Background: Acute pulmonary embolism (PE) is a life-threatening condition, and the diagnosis of acute PE remains difficult.
Methods and Results: In all, 133 consecutive patients with acute PE (mean [±SD] age 72±17 years, 53 men) were classified into 4 groups based on the severity of PE: high risk (n=12); intermediate–high risk (n=86); intermediate–low risk (n=1); and low risk (n=34). After excluding the 1 patient with intermediate–low-risk PE, clinical characteristics, the high-, intermediate–high-, and low-risk groups were compared: T wave inversion (V1–V3) was seen in 83%, 56%, and 18% of patients, respectively (P<0.001); an S1Q3T3 pattern was seen in 75%, 35%, and 0% of patients, respectively (P<0.001); echocardiographic evidence of right ventricular (RV) dysfunction was seen in 100%, 86%, and 0% of patients, respectively (P<0.001); the median (interquartile range) door-to-treatment time (n=11, 44, and 15, respectively) was 65 (43–116), 116 (78–213), and 183 (104–222) min, respectively (P<0.01); and the in-hospital death rate was 50%, 1%, and 0%, respectively (P<0.001).
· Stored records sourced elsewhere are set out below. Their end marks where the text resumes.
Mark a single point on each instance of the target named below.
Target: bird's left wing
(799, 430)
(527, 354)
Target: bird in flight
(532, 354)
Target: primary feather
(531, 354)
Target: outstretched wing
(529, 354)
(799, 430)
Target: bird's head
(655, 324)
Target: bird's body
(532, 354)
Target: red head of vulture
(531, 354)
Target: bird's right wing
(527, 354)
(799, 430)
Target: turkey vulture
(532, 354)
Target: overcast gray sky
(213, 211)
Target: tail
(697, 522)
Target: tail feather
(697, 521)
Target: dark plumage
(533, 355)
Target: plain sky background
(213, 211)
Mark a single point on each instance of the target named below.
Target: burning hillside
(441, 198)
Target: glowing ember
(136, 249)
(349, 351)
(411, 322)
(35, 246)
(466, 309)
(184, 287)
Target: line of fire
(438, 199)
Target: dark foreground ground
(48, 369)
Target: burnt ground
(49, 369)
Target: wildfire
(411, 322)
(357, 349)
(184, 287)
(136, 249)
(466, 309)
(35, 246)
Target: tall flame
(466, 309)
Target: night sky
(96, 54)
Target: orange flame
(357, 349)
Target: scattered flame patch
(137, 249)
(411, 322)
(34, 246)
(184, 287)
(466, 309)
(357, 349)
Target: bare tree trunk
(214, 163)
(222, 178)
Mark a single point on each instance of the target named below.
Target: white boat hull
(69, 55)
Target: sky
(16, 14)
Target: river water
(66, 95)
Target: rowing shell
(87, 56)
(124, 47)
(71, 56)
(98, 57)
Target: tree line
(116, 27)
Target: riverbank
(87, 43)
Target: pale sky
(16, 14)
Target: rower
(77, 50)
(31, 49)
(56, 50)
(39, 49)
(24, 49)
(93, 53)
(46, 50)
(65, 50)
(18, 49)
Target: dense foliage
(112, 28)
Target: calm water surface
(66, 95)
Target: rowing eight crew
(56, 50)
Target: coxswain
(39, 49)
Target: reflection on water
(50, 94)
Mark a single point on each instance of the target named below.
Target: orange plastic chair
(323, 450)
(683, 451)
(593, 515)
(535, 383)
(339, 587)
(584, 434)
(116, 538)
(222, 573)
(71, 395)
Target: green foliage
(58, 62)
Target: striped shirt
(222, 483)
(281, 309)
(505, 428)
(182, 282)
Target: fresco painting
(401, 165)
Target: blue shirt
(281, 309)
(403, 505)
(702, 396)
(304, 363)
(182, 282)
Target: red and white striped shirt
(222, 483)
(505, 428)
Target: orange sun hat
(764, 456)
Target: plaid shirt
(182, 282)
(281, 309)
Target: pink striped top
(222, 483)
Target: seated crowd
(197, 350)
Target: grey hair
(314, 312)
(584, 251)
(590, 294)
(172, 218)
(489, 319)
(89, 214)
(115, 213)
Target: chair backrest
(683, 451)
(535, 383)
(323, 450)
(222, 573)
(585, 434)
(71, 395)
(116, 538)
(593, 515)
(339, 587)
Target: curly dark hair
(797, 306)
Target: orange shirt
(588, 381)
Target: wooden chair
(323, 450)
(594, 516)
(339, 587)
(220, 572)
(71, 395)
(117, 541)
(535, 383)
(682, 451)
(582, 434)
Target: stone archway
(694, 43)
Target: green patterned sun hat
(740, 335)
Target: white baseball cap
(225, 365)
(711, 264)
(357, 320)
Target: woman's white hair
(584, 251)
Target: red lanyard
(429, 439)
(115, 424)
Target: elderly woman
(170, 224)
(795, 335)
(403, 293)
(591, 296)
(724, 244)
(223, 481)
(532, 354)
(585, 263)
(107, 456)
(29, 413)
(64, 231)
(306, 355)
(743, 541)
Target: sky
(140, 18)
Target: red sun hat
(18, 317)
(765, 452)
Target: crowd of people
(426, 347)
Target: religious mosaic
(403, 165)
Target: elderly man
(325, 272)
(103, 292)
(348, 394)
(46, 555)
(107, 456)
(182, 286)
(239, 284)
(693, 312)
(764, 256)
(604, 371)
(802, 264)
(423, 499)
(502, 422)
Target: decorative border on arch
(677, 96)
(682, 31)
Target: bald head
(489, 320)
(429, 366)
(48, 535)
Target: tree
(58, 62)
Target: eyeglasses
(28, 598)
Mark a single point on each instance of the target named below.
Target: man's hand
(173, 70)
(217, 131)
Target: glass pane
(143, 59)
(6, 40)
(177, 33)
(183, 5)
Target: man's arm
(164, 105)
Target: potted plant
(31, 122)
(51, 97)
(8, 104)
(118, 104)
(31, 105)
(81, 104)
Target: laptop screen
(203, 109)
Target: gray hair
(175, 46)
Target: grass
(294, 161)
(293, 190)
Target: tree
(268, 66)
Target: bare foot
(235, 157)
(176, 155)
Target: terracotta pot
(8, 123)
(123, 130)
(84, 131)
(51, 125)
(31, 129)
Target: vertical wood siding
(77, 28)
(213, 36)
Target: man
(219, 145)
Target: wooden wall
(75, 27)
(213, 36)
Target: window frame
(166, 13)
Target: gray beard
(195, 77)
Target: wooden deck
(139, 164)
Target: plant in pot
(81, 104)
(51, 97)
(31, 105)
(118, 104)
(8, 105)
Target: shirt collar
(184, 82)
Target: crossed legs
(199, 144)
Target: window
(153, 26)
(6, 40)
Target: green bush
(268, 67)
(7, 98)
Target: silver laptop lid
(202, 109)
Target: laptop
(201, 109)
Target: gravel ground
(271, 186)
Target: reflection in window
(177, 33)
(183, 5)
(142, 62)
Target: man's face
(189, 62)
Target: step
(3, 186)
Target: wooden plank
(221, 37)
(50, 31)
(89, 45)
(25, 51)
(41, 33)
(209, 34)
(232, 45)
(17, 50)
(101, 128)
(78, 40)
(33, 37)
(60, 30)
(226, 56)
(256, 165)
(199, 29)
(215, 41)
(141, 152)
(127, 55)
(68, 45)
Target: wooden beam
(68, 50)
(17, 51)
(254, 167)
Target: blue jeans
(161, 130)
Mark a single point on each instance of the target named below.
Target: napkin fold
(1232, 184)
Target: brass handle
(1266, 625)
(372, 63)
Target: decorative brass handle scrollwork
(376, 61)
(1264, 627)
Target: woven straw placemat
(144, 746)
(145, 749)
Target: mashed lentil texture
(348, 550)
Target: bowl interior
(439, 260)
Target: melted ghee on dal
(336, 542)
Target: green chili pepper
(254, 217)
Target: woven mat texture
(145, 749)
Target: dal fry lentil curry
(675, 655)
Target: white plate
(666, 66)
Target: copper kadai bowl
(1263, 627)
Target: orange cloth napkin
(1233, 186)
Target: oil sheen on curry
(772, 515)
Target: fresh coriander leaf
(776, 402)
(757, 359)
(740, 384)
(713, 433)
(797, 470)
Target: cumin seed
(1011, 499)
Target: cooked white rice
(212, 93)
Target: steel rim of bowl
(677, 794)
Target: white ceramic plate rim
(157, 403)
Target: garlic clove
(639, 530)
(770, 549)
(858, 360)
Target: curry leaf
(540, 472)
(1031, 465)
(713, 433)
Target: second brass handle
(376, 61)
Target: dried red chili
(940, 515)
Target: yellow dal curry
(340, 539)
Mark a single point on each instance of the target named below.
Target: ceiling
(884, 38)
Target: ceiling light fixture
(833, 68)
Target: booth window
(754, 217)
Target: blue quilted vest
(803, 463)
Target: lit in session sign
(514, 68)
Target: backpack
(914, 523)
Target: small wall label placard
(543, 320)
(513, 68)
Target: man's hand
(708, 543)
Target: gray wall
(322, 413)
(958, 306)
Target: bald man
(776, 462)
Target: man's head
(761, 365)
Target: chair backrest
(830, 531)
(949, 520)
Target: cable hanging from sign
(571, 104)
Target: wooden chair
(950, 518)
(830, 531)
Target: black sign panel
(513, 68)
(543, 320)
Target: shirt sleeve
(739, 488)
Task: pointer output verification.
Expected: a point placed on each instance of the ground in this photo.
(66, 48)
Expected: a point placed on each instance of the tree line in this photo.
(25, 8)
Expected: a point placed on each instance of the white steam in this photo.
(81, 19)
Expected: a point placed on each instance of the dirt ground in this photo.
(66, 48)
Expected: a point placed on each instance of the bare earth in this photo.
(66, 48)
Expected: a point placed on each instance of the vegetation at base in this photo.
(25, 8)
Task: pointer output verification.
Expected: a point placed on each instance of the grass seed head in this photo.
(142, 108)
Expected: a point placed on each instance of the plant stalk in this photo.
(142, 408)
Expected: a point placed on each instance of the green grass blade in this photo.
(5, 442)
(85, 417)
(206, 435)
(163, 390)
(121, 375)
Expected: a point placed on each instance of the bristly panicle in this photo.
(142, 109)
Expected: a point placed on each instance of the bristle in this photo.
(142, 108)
Multivariate analysis revealed that T wave inversion and an S1Q3T3 pattern were independently associated with intermediate–high- and high-risk acute PE, with adjusted odds ratios (95% confidence intervals) of 5.85 (2.14–15.96; P=0.0006) and 4.31 (1.65–11.27; P=0.0029), respectively.
Conclusions: Electrocardiographic evidence of right precordial T wave inversion and an S1Q3T3 pattern, followed by echocardiographic confirmation of RV dysfunction, may help with the early diagnosis of intermediate–high- and high-risk acute PE and thus contribute to improved door-to-treatment times and the prevention of adverse outcomes.